1) Data preparation#
Retrieve and prepare the data. This step includes several tasks:
The collection of data from several sources.
Cleaning all data and making it coerent among the different sources. For instance, converting a variable to the same unit system.
Transform data into more usefull forms.
Perform some exploratory data analysis to evaluate the quality of data. Is the data balanced? Are there outliers?
Store the data in an useful format for further processing.
Collecting, cleaning and organizing data can represent 80 % of the time invested in a data analysis project, accoring to Forbes. At the same time it is usually the less enjoyable part of data science.
2) Feature engineering#
Construct relevant features from the initial data or from computation/simulation. For instance, for a chemical related project this can mean:
Collecting compound or molecule properties.

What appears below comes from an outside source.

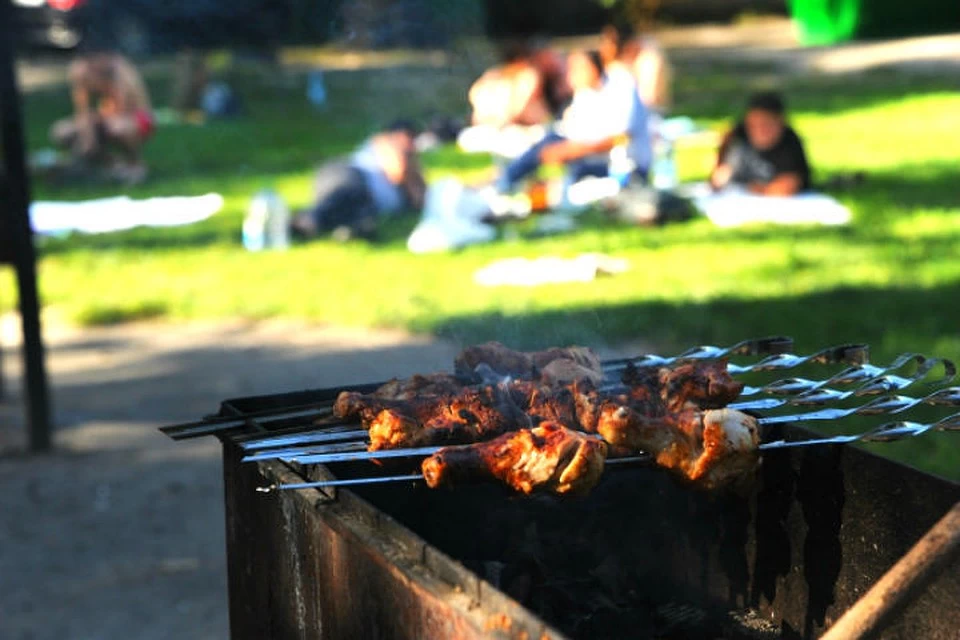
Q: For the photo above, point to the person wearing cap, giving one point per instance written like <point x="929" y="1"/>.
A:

Computing cheminformatic molecular descripotors.
Perform computational simulations.
Then, one must select which of the available features are of interest and relevant for model development. This is done by employing feature selection methods.
3) Model development#
Model development is an iterative process that is repeated until a sucessful model is achieved. It involves the follwing tasks:
Select the machine learning algorithm.
Select the desired performance metric.
Train the model.
Evaluate the model performance.
Optimize model hyperparameters.
4) Model testing#
Check the model for potential underfitting or overfitting.
Test the models agains previously unsean data to assess its predictive performance.
5) Application#
Deploy the model in an useful manner for the end user. This can mean the creation of an app that receives the user inputs and returns the target result.